Mit dem Start des neuen Schuljahres finden sich wieder unzählige Schüler*innen und deren Lehrer*innen in Klassenzimmern zusammen. Ein wesentliches Ziel: lernen – neuen Unterrichtsstoff, den Umgang miteinander, die Bewältigung des Alltags. Eine wichtige Voraussetzung dafür ist, dass es Pädagog*innen wie Schüler*innen gut geht.
Das Bedürfnis nach sozialer Eingebundenheit
Der Selbstbestimmungstheorie der Motivation1 zufolge gibt es drei psychologische Grundbedürfnisse, deren Erfüllung zentral für ein gesundes und glückliches Leben ist und die Voraussetzung sowohl für das Wohlbefinden als auch für erfolgreiche Bildungsprozesse sind. Dies sind die Bedürfnisse nach Autonomie, dem Erleben der eigenen Kompetenz und nach sozialer Eingebundenheit. Wie der Name schon vermuten lässt, beschreibt soziale Eingebundenheit das Bedürfnis, sich einer Gruppe zugehörig und mit anderen Menschen verbunden zu fühlen.

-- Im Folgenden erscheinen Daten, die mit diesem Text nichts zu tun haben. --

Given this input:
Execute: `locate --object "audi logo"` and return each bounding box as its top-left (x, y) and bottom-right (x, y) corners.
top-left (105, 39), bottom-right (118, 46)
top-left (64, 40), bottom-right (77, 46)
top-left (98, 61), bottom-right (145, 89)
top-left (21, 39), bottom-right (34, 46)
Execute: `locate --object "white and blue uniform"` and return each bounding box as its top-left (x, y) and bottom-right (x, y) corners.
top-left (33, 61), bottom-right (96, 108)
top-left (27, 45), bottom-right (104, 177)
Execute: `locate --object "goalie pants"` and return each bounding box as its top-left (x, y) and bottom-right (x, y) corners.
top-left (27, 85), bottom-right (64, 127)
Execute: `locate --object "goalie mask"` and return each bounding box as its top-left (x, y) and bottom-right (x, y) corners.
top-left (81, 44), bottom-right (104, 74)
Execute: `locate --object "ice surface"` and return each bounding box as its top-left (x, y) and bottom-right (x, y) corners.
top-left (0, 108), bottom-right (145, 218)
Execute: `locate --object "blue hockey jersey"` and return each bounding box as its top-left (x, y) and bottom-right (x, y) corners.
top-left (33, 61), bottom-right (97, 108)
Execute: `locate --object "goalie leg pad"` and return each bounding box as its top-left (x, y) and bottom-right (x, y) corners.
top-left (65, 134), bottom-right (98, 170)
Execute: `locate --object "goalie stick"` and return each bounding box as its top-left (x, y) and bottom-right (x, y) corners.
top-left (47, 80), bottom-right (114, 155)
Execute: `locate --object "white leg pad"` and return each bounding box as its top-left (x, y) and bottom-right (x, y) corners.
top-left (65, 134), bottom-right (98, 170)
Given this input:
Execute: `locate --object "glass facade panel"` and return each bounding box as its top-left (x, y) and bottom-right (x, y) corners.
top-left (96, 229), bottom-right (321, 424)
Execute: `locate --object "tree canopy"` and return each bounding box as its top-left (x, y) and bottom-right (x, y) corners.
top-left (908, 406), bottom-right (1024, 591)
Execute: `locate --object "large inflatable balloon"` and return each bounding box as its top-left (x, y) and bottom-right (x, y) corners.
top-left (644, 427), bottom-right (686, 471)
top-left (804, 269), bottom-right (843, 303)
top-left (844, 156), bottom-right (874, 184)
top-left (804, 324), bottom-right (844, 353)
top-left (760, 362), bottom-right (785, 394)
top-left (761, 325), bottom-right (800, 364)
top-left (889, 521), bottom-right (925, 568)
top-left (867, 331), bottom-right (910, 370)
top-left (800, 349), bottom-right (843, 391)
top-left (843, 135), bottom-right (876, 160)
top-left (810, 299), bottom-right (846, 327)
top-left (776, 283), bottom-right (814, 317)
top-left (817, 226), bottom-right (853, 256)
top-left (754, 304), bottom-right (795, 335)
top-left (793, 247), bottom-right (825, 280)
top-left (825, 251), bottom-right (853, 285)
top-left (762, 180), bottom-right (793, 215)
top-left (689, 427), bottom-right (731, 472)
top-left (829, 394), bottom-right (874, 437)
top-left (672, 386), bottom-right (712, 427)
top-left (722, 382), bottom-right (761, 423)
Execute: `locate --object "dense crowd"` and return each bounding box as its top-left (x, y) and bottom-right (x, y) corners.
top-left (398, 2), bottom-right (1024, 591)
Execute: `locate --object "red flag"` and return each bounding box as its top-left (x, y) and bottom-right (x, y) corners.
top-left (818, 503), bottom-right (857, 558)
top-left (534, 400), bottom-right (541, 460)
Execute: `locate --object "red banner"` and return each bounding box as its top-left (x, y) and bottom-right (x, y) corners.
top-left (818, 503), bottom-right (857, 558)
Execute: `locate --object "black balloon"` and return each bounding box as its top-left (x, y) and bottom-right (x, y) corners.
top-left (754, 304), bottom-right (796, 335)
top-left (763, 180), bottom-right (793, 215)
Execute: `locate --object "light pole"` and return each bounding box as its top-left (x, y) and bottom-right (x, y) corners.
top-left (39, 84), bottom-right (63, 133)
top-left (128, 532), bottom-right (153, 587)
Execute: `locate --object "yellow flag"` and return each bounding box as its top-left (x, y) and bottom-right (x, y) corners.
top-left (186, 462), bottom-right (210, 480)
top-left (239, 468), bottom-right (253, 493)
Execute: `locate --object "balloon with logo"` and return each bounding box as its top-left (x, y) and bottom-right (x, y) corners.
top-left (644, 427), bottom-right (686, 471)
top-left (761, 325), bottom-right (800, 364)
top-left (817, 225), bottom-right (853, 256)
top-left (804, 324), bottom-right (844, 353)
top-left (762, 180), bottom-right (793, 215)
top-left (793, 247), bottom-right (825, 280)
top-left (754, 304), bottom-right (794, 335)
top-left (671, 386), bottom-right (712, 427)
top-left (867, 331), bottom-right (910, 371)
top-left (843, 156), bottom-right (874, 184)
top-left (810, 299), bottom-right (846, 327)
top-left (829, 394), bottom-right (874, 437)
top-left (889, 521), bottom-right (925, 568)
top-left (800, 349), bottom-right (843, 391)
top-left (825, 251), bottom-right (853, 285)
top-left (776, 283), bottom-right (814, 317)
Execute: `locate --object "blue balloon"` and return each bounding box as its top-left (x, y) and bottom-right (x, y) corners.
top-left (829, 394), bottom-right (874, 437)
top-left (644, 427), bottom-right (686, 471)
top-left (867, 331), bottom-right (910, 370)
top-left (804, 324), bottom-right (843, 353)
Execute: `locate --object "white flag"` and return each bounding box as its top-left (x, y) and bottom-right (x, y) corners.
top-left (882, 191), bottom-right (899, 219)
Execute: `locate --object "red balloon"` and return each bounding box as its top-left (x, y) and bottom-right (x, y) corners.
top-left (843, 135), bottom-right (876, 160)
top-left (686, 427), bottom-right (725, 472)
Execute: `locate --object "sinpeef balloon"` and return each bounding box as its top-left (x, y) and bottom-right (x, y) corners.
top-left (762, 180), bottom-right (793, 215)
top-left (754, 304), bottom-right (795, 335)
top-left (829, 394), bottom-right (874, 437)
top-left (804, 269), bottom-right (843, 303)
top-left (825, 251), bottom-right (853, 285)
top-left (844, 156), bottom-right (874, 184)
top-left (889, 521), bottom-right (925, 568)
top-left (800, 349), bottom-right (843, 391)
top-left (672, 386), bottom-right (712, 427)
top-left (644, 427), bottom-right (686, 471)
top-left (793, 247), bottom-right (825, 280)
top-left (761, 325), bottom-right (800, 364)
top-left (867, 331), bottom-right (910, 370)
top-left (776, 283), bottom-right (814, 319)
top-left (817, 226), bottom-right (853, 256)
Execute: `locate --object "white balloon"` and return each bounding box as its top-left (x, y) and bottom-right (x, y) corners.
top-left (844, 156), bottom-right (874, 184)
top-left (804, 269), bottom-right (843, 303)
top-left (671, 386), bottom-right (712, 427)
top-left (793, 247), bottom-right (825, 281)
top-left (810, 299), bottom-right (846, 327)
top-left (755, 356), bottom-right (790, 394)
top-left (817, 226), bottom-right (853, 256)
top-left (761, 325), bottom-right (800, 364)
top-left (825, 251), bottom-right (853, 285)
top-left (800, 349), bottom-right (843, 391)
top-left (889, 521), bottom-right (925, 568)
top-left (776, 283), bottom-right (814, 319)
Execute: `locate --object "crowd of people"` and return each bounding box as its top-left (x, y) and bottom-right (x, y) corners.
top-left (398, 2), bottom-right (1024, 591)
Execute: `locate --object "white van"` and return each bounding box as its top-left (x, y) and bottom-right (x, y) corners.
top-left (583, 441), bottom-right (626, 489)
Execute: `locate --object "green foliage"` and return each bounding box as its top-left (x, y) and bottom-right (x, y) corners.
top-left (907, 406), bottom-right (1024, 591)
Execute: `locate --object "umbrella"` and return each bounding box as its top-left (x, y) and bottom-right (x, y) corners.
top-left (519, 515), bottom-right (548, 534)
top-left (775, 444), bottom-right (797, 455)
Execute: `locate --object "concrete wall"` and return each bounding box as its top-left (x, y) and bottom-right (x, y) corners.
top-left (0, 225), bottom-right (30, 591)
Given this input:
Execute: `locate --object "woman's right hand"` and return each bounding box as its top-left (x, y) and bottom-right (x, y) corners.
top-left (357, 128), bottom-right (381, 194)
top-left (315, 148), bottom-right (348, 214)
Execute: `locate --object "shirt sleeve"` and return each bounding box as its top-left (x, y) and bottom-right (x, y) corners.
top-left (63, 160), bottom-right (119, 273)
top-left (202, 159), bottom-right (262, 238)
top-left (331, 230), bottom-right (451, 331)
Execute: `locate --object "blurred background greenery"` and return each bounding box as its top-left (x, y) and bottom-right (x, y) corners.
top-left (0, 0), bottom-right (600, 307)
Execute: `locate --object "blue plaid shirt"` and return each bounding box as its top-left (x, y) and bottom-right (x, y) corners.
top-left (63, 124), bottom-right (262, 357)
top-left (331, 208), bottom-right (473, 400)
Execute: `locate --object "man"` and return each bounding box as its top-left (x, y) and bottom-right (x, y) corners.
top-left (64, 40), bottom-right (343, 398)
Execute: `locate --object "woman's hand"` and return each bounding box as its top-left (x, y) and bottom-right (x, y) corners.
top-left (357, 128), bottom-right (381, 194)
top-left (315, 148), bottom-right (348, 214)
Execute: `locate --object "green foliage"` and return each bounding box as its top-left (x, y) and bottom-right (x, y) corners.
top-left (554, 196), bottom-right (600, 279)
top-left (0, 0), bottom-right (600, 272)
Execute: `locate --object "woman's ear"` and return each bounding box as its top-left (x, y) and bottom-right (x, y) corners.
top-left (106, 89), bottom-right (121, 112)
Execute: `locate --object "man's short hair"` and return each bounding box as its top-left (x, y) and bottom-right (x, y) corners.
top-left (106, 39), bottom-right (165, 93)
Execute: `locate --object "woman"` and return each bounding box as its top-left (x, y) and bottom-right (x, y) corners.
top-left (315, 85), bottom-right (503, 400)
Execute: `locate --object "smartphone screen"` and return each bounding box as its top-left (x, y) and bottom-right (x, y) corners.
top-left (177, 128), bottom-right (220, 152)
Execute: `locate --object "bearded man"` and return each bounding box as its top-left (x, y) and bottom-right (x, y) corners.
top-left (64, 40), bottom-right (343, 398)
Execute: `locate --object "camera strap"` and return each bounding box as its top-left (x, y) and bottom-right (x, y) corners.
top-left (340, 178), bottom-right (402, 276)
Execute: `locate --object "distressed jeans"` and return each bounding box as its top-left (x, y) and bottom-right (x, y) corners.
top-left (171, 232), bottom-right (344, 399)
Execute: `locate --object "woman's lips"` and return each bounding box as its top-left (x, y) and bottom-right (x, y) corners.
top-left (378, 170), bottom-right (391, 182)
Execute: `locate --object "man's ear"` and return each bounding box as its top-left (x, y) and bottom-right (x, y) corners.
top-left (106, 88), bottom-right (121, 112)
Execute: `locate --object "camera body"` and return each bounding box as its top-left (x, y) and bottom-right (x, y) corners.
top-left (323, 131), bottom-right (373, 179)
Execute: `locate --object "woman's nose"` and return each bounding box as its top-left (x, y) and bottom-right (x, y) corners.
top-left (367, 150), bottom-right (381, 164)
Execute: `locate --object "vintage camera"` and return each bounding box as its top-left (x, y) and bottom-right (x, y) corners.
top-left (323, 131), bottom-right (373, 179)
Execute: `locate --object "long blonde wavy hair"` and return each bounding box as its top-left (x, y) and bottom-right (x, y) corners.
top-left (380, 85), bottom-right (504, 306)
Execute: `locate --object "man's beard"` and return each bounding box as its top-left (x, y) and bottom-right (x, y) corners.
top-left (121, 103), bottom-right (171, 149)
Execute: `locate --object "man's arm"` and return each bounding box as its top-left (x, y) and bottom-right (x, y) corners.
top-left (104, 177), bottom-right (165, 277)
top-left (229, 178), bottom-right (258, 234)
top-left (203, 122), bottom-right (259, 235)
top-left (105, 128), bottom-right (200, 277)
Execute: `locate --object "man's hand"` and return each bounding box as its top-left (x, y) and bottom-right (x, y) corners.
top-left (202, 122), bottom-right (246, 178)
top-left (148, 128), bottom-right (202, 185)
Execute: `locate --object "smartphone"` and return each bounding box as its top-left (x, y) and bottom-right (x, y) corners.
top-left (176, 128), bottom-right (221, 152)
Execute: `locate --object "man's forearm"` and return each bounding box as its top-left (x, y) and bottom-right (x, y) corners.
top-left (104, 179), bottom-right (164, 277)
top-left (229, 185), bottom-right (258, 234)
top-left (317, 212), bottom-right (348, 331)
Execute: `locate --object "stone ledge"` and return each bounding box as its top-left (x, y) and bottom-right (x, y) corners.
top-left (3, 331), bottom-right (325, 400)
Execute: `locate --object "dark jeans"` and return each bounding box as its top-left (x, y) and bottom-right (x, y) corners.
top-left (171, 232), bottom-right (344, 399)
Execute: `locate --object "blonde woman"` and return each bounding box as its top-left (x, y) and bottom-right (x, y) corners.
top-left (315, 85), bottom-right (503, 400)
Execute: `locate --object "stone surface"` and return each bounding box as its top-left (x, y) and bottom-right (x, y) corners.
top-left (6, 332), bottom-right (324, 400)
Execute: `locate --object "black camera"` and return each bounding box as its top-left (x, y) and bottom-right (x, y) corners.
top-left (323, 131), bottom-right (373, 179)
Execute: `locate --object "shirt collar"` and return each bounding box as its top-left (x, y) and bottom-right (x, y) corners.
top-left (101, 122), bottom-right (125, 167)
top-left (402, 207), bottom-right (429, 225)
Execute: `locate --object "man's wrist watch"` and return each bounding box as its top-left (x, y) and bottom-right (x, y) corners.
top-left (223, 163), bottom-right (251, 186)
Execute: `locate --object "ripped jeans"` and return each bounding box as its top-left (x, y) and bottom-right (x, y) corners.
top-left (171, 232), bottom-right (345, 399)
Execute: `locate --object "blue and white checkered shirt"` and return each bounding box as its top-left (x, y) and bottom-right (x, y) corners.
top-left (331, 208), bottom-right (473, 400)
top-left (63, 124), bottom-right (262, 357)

In der Schule lässt sich das Bedürfnis nach sozialer Eingebundenheit durch eine gute Klassengemeinschaft erfüllen. Zahlreiche wissenschaftliche Studien haben gezeigt, dass positive soziale Beziehungen der Schüler*innen untereinander und auch zu den Lehrkräften, zu schulischem Wohlbefinden, Engagement und Leistung beitragen – und zwar bei Schüler*innen und Pädagog*innen!2
Wie wichtig soziale Eingebundenheit für unser Wohlbefinden und unser Leistungsvermögen ist, wurde auch während der Corona-Pandemie erneut deutlich. Eine Studie der Universität Wien, in deren Rahmen zu verschiedenen Zeitpunkten der Corona-Pandemie Schüler*innen befragt wurden, zeigte, dass Schüler*innen, die angaben, sich während der Lockdowns mit anderen sehr verbunden zu fühlen, auch von höherem Wohlbefinden berichtet haben.3 Zudem gaben die befragten Schüler*innen an, dass ihr Gefühl, sozial eingebunden zu sein, stieg, nachdem sie wieder zurück in die Schulen durften. Das zeugt von der Wichtigkeit einer guten Klassengemeinschaft. 4
Ein erster Schritt, um eine gute Klassengemeinschaft zu fördern, ist das Kennenlernen der Schüler*innen untereinander. Dazu haben wir Ihnen bereits in einem Blog-Artikel im vergangenen Jahr interaktive Methoden vorgestellt, die dabei helfen können, eine Gruppe miteinander vertraut zu machen. Daran anschließend kann in einem zweiten Schritt der Zusammenhalt der Klassengemeinschaft gestärkt werden, indem die Schüler*innen Gemeinsamkeiten untereinander entdecken und sich besser verstehen lernen. Auch diesmal möchten wir Ihnen dazu Methoden aus den beiden Programmen „Gemeinsam stark werden“ und „plus“ vorstellen. Und: eine gute soziale Eingebundenheit betrifft auch Sie als Pädagog*innen – machen Sie also ruhig mit!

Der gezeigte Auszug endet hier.